Der Beschuldigte wurde vom Vorwurf der sexuellen Nötigung und Vergewaltigung freigesprochen. Er erhält eine Genugtuung von 2.600 Franken (circa 2.780 Euro) für die erlittene Haft. Das berichtet "20 Minuten".

Travis wurde lediglich zu einer geringen bedingten Geldstrafe von 30 Tagessätzen zu 30 Franken wegen Verletzung des Geheim- und Privatbereichs durch ein Aufnahmegerät verurteilt. Dies, weil er heimlich ein Sexbild mit einer Partnerin mit dem Handy gemacht hat.

Die Urteilsbegründung empört: Für das Gericht braucht es nach altem Sexualstrafrecht – gemäß dem der Fall behandelt wurde – vom Opfer einen zumutbaren Widerstand. "Sexuelle Handlungen gegen den Willen des Opfers alleine reichen für eine Verurteilung nicht", sagte der Richter. So hätten die Opfer nicht von eigentlichen Gewalthandlungen gesprochen und hätten sich auch wehren können.

"Mach doch mit" und "Tu doch nicht so"

Die fünf jungen Frauen sollen im Zeitraum von 2017 bis 2020 bei Fotoshootings in Unterwäsche in einer Boutique in der Stadt Zürich oder in Privatwohnungen in der Agglomeration vom Influencer und Partyveranstalter missbraucht worden sein.

Laut Anklage waren die Opfer jeweils überrascht, als sie vom Beschuldigten angefasst und missbraucht wurden, und hätten sich in einer Art Schockstarre befunden.

Der Influencer soll jeweils gesagt haben: "Don't be shy", "Mach doch mit" sowie "Tu doch nicht so". So soll er die Frauen genötigt und überrumpelt haben.

Travis: "Keine Aussage"

Am Prozess vor dem Bezirksgericht Zürich am Montag machte Travis keine Aussagen – weder zu seiner Person noch zu den Vorwürfen. Er lebt momentan in Spanien, ist ledig, Vater eines Kindes und hat eine Vorstrafe.

Der Ghanaer wurde 2021 vom Obergericht Zürich wegen Schändung verurteilt. In der Untersuchung hatte er die sexuellen Handlungen entweder bestritten oder gesagt, dass sie freiwillig waren.

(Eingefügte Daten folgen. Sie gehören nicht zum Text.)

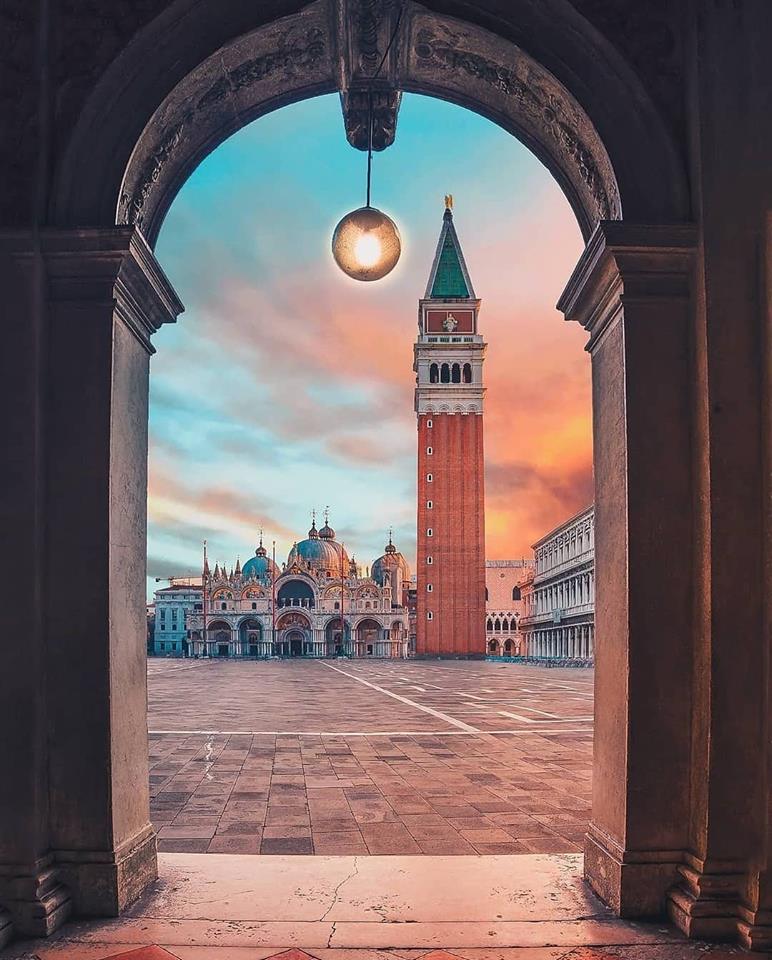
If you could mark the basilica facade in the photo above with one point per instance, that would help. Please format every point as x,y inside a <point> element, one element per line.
<point>318,604</point>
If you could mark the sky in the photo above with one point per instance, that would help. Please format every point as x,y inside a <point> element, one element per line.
<point>286,386</point>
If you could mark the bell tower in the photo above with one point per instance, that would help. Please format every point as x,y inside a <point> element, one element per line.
<point>448,362</point>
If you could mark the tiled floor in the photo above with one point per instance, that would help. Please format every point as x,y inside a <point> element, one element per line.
<point>301,757</point>
<point>222,907</point>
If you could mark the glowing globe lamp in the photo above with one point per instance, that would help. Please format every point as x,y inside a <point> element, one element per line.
<point>366,244</point>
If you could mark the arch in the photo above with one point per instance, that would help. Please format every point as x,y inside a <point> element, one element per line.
<point>293,619</point>
<point>163,104</point>
<point>336,635</point>
<point>250,633</point>
<point>368,631</point>
<point>296,593</point>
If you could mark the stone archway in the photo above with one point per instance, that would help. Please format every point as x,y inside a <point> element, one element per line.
<point>130,149</point>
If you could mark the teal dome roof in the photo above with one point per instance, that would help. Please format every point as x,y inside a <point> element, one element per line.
<point>391,561</point>
<point>260,566</point>
<point>324,554</point>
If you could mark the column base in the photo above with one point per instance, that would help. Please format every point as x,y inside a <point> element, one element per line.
<point>35,901</point>
<point>105,882</point>
<point>705,901</point>
<point>6,928</point>
<point>632,883</point>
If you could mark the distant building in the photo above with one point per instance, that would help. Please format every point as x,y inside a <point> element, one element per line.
<point>504,606</point>
<point>150,627</point>
<point>559,599</point>
<point>319,604</point>
<point>174,606</point>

Opferanwältin: "Er hat ihr Leben zerstört"

Dem widersprach eine der Opferanwältinnen. So habe Travis während eines Fotoshootings die Frau aufgefordert, auf allen vieren zu posieren. Er soll mit den Fingern in sie eingedrungen sein und sie geleckt haben.

"Meine Mandantin hat ihn angefleht aufzuhören und die Tränen liefen ihr hinunter." Aber er habe einfach weitergemacht. "Meine Mandantin hat gehofft, als Model den Durchbruch zu schaffen, aber er hat ihr Leben zerstört", sagte die Anwältin. "Sie konnte kaum mehr Berührungen zulassen und musste sogar ihr Hobby, das Tanzen, aufgeben."

Bei einem anderen Opfer habe Travis nach dem Sex die Frau kaum mehr beachtet. "Er wollte sie einfach loswerden", sagte die Opferanwältin. Nach der Vergewaltigung sei ihre Mandantin in die Apotheke gegangen, um sich eine Pille danach zu holen. Denn Travis habe kein Kondom benutzt.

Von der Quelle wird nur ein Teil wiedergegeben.